Tout ce temps passé à ne pas voyager, à ne pas photographier, à former les autres, n’est pas un sacrifice pour autant. C’est un moyen de faire avancer les choses pour moi et pour les autres.

L’opportunité des formations en ligne

Bien entendu, je monétise une partie de mon contenu afin de financer mon travail. Une partie des vidéos, des livres et des séminaires que j’organise sont payants.

Même si la majorité de mes revenus personnels proviennent de la vente de photos à la presse et aux sociétés d’édition, mon activité de formateur est plutôt lucrative (je partage quelques chiffres ici).

D’ailleurs, l’e-learning est encore un incroyable Eldorado pour les créateurs qui veulent monétiser leur savoir.

La crise du Covid a accéléré la digitalisation de notre société et donc par la même occasion la digitalisation de l’éducation.

Dans les écoles, les collèges, les lycées, les universités et même les entreprises traditionnelles, les formations se font désormais en grande partie en ligne.

Et ce phénomène s’intensifie jour après jour.

Par ailleurs, les outils informatiques étant de plus en plus performants, abordables et simples d’utilisation, n’importe qui ayant un début de cerveau et d’expertise peut se lancer aujourd’hui dans le business de la formation en ligne.

On y trouve du coup de tout et n’importe quoi, et malheureusement, beaucoup de faux-formateurs.
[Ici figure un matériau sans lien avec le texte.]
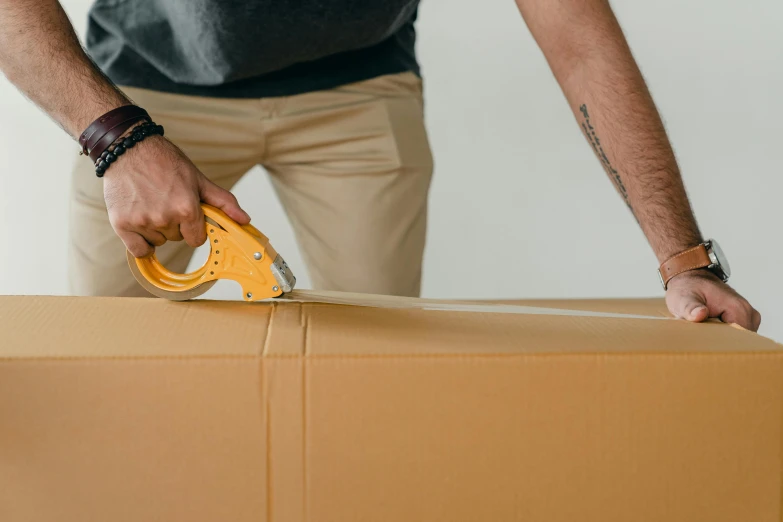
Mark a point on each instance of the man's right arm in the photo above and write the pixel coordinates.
(153, 193)
(41, 55)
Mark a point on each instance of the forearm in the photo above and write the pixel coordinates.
(608, 96)
(41, 55)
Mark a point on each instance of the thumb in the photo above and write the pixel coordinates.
(689, 306)
(213, 195)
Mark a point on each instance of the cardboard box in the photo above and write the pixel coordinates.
(146, 410)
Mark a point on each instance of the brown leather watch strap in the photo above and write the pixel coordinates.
(691, 259)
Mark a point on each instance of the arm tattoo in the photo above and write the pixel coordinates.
(595, 141)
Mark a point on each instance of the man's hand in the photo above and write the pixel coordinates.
(154, 194)
(699, 295)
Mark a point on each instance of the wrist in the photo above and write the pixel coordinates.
(706, 256)
(124, 144)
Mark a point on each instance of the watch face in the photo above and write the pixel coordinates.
(718, 257)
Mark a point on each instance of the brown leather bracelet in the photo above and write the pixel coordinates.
(102, 125)
(110, 137)
(690, 259)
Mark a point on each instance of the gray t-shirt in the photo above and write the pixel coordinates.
(251, 48)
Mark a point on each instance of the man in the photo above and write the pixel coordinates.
(327, 96)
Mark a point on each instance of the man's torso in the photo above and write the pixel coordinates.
(253, 48)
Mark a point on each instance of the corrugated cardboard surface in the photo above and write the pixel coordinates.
(141, 409)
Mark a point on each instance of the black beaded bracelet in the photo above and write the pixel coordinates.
(111, 154)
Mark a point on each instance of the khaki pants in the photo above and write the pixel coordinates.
(351, 166)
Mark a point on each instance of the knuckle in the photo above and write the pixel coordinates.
(158, 221)
(186, 211)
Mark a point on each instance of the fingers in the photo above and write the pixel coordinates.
(756, 320)
(688, 305)
(136, 244)
(192, 227)
(740, 312)
(224, 200)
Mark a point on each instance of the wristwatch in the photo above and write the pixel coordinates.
(705, 255)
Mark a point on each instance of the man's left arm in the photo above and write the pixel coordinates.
(590, 58)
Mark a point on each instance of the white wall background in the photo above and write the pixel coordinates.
(518, 198)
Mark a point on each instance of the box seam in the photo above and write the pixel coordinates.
(450, 355)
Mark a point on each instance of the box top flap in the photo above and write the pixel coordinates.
(66, 327)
J’en parlais déjà dans l’épisode 146 du podcast.

Cliquez ici pour écouter le podcast

Personnellement, j’ai toujours fait attention à appliquer ce que j’enseigne et je m’interdis formellement d’enseigner quelque chose que je n’ai pas déjà expérimenté ou que je ne maîtrise pas.

Par exemple, quand on me demande de faire un cours sur la photographie de studio, je fais intervenir un ou une experte dans ce domaine.

Si vous voulez vous lancer dans la formation, et plus particulièrement la formation en ligne, vous devez faire de même et être cohérent avec votre véritable domaine d’expertise.

Sachant que tout le monde peut développer une expertise.

Il suffit de se former, expérimenter, mener des réflexions et se lancer dans le partage d’information et de compétence.

Personnellement, j’ai réussi au fil des années à développer une certaine expertise dans le domaine de la pédagogie et de la monétisation de formation. C’est donc quelque chose que j’enseigne désormais ici : https://photographestratege.podia.com/formation-ligne

Cliquez ici pour accéder à l’atelier complet

Si vous êtes créateur, peu importe votre domaine d’expertise, vous pouvez vous aussi vous lancer dans l’aventure et profiter de cet Eldorado avant qu’il soit saturé par la concurrence.

Il y a encore de très nombreuses opportunités, qui en plus d’être lucratives, sont passionnantes.